Glasgow is the latest city to restitute Benin Bronzes to Nigeria. The Glasgow City Council in Scotland voted to return 17 of the looted treasures from the Glasgow Museums collection
The move is part of the largest repatriation of cultural artifacts in Scottish history, and also includes the return of seven smuggled Indian antiquities and 25 Native American cultural items from the Lakota people, reports the Art Newspaper.
George Crager, a Lakota interpreter sold and donated the Lakota objects to the museums in 1892. Some of the artifacts came from the Wounded Knee Massacre site, where the U.S. army killed close to 300 Lakota people in 1890. The city agreed to restitute the artifacts at the request of the Le Beau family, descendants of massacred people and representatives of Cheyenne River Sioux Tribe and Oglala Sioux Tribe.
“By addressing past wrongs, we believe these returns will, in a small way, help these descendant communities to heal some of the wounds represented by the wrongful removal of their cultural artifacts, and lead to the development of positive and constructive relationships between Glasgow and communities around the world,” Duncan Dornan, the head of museums and collections at Glasgow Life, said in a statement issued by the U.K. Museums Association.
Last May, a representative for the Glasgow museums told Artnet News that the institution was “consider[ing] the most appropriate way to directly instigate discussions with descendant communities” as it considered growing calls for restitution of the Benin bronzes.
In 1897, Britain’s punitive Benin expedition ransacked and burned the Benin Royal Palace, where the British looted thousands of bronzes and other treasures. The artworks made their way to museums across the West—institutions that are only now coming to agree that these objects rightfully belong to Nigeria. (The country has tapped architect David Adjaye to design the forthcoming Edo Museum of West African Art, built atop the ruins of the old palace.)

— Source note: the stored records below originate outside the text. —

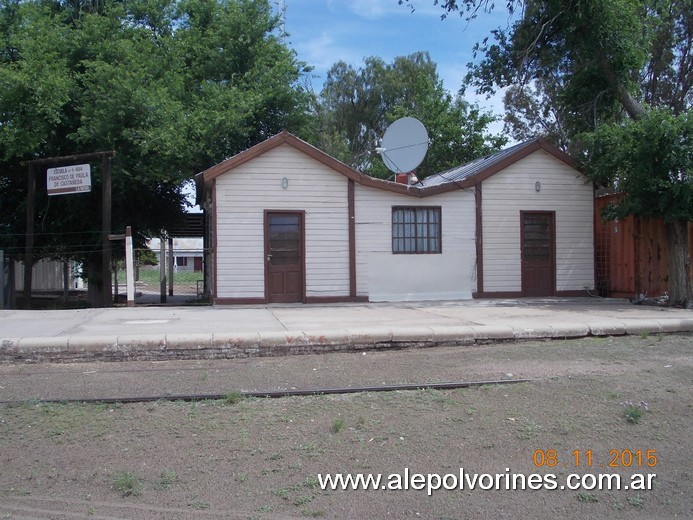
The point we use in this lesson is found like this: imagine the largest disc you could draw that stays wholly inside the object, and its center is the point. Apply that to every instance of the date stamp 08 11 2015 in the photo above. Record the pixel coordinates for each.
(585, 458)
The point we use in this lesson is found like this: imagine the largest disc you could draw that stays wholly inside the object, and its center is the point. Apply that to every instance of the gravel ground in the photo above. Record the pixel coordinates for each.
(260, 458)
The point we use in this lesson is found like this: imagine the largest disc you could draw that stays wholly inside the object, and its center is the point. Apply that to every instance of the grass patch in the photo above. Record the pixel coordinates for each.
(636, 501)
(234, 397)
(338, 425)
(127, 483)
(634, 412)
(166, 480)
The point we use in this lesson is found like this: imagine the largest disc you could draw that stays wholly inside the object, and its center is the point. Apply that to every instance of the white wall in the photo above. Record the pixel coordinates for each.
(563, 190)
(383, 276)
(243, 194)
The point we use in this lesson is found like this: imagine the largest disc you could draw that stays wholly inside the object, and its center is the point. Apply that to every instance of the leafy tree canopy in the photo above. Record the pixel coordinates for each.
(172, 86)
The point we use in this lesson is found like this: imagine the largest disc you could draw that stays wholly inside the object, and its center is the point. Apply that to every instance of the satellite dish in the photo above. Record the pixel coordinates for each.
(404, 145)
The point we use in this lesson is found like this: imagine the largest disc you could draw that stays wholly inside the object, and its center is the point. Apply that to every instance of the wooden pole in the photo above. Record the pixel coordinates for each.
(162, 267)
(107, 292)
(2, 279)
(29, 244)
(170, 266)
(129, 267)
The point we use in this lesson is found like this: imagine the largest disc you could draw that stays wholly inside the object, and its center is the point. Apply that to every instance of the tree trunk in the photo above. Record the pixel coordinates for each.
(680, 284)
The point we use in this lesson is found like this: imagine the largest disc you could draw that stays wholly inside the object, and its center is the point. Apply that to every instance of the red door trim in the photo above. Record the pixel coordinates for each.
(552, 249)
(302, 226)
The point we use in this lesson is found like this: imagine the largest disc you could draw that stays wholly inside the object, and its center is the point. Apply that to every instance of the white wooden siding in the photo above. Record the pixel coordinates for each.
(244, 194)
(563, 190)
(383, 276)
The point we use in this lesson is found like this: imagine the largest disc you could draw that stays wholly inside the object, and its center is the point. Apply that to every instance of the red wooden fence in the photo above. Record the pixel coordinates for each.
(631, 254)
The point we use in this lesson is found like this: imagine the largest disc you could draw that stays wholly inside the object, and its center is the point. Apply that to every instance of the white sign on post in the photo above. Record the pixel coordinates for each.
(68, 179)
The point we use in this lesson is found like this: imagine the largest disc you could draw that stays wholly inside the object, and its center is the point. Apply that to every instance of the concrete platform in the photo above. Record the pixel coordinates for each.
(163, 333)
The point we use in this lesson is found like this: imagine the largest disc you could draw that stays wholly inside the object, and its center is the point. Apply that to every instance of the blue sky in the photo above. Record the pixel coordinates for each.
(323, 32)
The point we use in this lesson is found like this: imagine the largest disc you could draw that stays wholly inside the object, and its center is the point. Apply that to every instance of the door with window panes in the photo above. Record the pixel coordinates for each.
(537, 242)
(284, 262)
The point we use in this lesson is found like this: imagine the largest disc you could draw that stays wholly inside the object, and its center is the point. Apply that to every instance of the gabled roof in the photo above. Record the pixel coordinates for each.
(460, 177)
(285, 138)
(480, 169)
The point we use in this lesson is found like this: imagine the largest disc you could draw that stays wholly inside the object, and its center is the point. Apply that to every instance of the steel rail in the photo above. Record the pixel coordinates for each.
(272, 394)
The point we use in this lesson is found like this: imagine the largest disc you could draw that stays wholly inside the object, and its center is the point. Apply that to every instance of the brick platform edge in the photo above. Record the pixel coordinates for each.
(73, 349)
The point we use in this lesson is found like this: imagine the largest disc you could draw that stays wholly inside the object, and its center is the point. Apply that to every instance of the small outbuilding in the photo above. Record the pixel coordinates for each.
(288, 223)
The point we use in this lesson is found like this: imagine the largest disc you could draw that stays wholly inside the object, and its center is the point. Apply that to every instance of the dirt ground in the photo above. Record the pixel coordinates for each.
(260, 458)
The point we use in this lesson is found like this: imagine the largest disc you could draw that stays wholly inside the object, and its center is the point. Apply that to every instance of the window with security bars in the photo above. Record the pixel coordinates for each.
(416, 230)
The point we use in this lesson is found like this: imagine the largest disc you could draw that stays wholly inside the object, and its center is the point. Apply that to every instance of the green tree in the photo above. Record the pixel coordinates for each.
(614, 68)
(357, 104)
(172, 86)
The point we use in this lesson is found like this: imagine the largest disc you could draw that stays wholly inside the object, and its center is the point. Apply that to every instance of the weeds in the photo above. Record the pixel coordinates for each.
(634, 412)
(234, 397)
(338, 425)
(636, 501)
(166, 480)
(127, 483)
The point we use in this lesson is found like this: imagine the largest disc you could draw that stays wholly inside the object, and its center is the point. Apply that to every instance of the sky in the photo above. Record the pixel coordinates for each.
(323, 32)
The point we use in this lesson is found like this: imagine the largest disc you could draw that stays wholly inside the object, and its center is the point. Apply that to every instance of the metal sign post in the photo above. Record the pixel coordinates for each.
(79, 181)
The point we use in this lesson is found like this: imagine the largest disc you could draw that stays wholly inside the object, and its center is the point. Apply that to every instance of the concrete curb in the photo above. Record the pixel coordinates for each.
(274, 343)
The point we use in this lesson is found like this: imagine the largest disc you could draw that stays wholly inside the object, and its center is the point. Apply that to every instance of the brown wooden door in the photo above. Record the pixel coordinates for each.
(284, 257)
(538, 253)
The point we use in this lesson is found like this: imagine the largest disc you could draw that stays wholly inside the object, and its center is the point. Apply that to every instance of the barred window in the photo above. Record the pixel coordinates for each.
(416, 230)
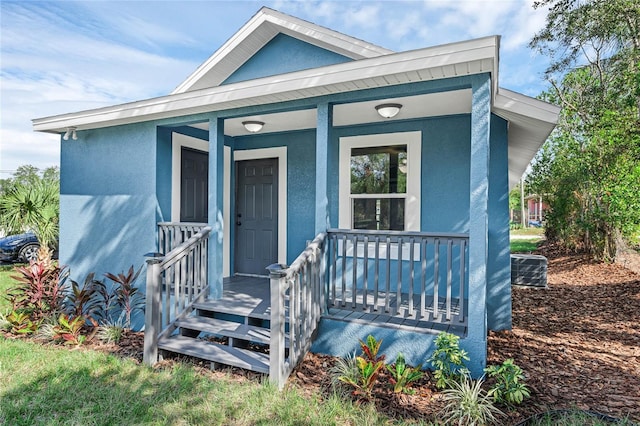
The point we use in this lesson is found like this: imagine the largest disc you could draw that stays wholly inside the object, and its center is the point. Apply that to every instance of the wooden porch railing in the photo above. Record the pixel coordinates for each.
(407, 274)
(303, 285)
(174, 282)
(172, 234)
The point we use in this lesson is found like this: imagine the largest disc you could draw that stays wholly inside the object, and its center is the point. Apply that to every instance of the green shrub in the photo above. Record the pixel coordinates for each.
(509, 388)
(466, 403)
(448, 359)
(402, 376)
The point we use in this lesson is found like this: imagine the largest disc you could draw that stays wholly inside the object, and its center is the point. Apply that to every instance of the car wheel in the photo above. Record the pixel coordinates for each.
(29, 252)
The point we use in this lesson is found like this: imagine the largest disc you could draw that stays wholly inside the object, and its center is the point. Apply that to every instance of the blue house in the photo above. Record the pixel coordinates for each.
(373, 183)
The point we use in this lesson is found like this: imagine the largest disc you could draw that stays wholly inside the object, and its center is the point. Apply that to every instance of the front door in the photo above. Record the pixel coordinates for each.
(194, 184)
(256, 241)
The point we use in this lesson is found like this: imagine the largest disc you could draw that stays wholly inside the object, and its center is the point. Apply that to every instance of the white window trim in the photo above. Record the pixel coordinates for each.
(413, 140)
(281, 154)
(178, 141)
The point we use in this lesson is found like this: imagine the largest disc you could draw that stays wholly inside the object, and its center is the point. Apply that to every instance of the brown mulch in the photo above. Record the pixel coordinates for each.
(578, 342)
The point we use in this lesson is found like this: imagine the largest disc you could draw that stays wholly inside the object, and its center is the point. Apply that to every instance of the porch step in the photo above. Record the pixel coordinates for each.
(261, 311)
(227, 355)
(230, 329)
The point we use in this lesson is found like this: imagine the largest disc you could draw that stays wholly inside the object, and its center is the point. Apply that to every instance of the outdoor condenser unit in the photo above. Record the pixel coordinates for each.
(529, 270)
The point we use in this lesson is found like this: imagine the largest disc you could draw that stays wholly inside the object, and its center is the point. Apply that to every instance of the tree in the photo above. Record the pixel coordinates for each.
(590, 167)
(32, 202)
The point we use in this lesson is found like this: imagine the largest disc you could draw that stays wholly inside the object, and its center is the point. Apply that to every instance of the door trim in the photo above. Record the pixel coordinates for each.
(281, 154)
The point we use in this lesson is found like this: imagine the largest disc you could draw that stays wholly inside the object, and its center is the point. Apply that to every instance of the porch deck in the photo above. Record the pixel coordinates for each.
(249, 297)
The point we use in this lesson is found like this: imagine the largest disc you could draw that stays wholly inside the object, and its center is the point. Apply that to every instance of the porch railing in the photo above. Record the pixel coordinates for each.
(174, 282)
(297, 299)
(413, 275)
(172, 234)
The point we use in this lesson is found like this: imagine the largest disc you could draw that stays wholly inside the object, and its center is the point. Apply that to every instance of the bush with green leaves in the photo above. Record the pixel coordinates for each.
(361, 373)
(466, 403)
(403, 376)
(509, 387)
(448, 360)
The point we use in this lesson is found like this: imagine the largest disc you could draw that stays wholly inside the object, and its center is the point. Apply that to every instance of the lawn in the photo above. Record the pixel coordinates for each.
(43, 384)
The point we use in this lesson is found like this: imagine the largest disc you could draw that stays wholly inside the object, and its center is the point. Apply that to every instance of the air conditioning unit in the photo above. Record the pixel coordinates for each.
(529, 270)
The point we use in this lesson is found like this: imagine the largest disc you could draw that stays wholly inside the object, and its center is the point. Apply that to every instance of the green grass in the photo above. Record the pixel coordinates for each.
(48, 385)
(574, 418)
(523, 246)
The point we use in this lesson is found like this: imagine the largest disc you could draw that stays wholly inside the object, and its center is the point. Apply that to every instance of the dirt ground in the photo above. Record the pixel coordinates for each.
(578, 342)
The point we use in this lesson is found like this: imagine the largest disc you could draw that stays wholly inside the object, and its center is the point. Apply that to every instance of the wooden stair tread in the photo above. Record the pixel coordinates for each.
(231, 329)
(227, 355)
(260, 311)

The Metropolitan Museum of Art agreed to restitute two Benin Bronzes last June, while the Musée du Quai Branly in Paris restituted 26 stolen cultural objects to Nigeria in November. Most recently, the Smithsonian Institution in Washington, D.C., announced in March that it would return its collection of Benin Bronzes.
Glasgow City Council’s cross-party Working Group for Repatriation and Spoliation made its recommendation for restitution at a March 1 meeting, and the council’s City Administration Committee gave its approval for the decision on April 7.
But Scotland had already been helping lead the charge for restitution—the nation’s University of Aberdeen was the first Western institution to agree to fully repatriate a Benin Bronze, returning the Oba of Benin in October 2021. (The grandson of one of the soldiers returned two bronzes from his personal collection in 2014.)
More museums are likely to follow suit, with Germany entering official talks to finalize restitution last March. It expects the first returns to take place this year.
Glasgow City Council’s museums acquired its collections of Benin Bronzes through an assortment of gifts and bequests, as well as through auction purchases. Most are currently on display at the Kelvingrove museum, but some are in storage at the Glasgow Museums Resource Center.
The city estimates that transporting the artifacts to the Nigerian National Commission for Museums could cost some £30,000 ($39,000), while shipping the Lakota objects back to the U.S. could be as much as £40,000 ($52,000). The Indian government has agreed to cover expenses to secure the return of its artifacts.